I am trying to match two graphs drawn below as close as possible by shifting one graph to another one in python.
Two graphs are of different ranges in x and these are drawn from two array datasets.
What I am thinking now is that by shifting one by one iteration of one of them and let it move until the difference between two data (or graph) get minimized.
Yet, I have no idea how to start.
What I'd do is try to shift one of the sets such that root mean square of difference between it and the other one is minimised. You could also narrow the criterion down to a region of interest in the data (I'm guessing around the peak). To compute RMS error, you'll need to interpolate the data onto the same x-values. Here's an example:
import numpy as np
import matplotlib.pyplot as plt
from scipy.optimize import minimize
# Create data
x0 = np.linspace(0, 2.*np.pi, 101)
y0 = np.sin(x0)
x1 = np.linspace(0, 2.*np.pi, 201)
y1 = np.sin(x1+0.1*np.pi)
def target(x):
# Interpolate set 1 onto grid of set 0 while shifting it by x.

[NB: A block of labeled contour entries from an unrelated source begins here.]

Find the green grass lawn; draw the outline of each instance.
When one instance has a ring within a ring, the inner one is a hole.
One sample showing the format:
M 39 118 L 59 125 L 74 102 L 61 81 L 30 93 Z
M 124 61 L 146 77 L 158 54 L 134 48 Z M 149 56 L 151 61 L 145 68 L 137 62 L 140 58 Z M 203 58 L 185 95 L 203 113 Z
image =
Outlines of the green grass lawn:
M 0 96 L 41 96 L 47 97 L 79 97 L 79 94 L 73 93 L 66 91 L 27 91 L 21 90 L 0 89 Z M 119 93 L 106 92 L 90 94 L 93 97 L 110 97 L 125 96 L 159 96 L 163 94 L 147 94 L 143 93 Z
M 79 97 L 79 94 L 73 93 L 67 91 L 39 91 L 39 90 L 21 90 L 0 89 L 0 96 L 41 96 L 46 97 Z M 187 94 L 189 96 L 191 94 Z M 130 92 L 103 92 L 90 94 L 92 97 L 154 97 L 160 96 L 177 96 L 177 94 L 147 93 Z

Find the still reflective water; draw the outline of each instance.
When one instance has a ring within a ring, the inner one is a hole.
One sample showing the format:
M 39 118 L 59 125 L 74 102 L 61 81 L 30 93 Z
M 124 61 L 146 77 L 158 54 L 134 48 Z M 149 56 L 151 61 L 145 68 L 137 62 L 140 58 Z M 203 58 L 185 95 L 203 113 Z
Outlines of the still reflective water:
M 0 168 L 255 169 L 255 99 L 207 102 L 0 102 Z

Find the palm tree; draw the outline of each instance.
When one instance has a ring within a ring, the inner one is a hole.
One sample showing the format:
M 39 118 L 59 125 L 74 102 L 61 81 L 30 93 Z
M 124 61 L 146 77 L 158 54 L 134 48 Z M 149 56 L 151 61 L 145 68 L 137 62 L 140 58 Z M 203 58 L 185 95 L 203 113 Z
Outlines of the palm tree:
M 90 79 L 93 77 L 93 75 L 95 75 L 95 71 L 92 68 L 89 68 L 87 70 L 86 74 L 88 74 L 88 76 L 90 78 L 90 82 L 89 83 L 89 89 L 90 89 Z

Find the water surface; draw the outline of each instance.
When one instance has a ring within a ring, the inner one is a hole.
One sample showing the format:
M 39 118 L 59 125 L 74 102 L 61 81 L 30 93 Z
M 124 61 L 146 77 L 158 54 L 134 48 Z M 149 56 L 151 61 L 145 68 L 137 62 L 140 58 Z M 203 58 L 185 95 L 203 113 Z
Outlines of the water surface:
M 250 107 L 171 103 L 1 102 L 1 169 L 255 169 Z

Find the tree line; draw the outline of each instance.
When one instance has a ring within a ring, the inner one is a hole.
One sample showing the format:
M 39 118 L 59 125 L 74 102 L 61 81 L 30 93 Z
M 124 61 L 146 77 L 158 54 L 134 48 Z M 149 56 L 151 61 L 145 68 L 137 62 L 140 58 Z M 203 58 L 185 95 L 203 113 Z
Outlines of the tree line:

y1interp = np.interp(x0, x1+x, y1)
# Compute RMS error between the two data with set 1 shifted by x.
return np.sqrt(np.sum((y0-y1interp)**2.))
result = minimize(target, method="BFGS", x0=[0.])#, bounds=[(-0.2, 0.2)]) # bounds work with some methods only
print(result)
plt.figure()
plt.plot(x0, y0, "r", x1, y1, "b")
plt.plot(x1+result.x, y1, "k", lw=2)
plt.legend(["set 0", "set 1", "set 1 shifted"])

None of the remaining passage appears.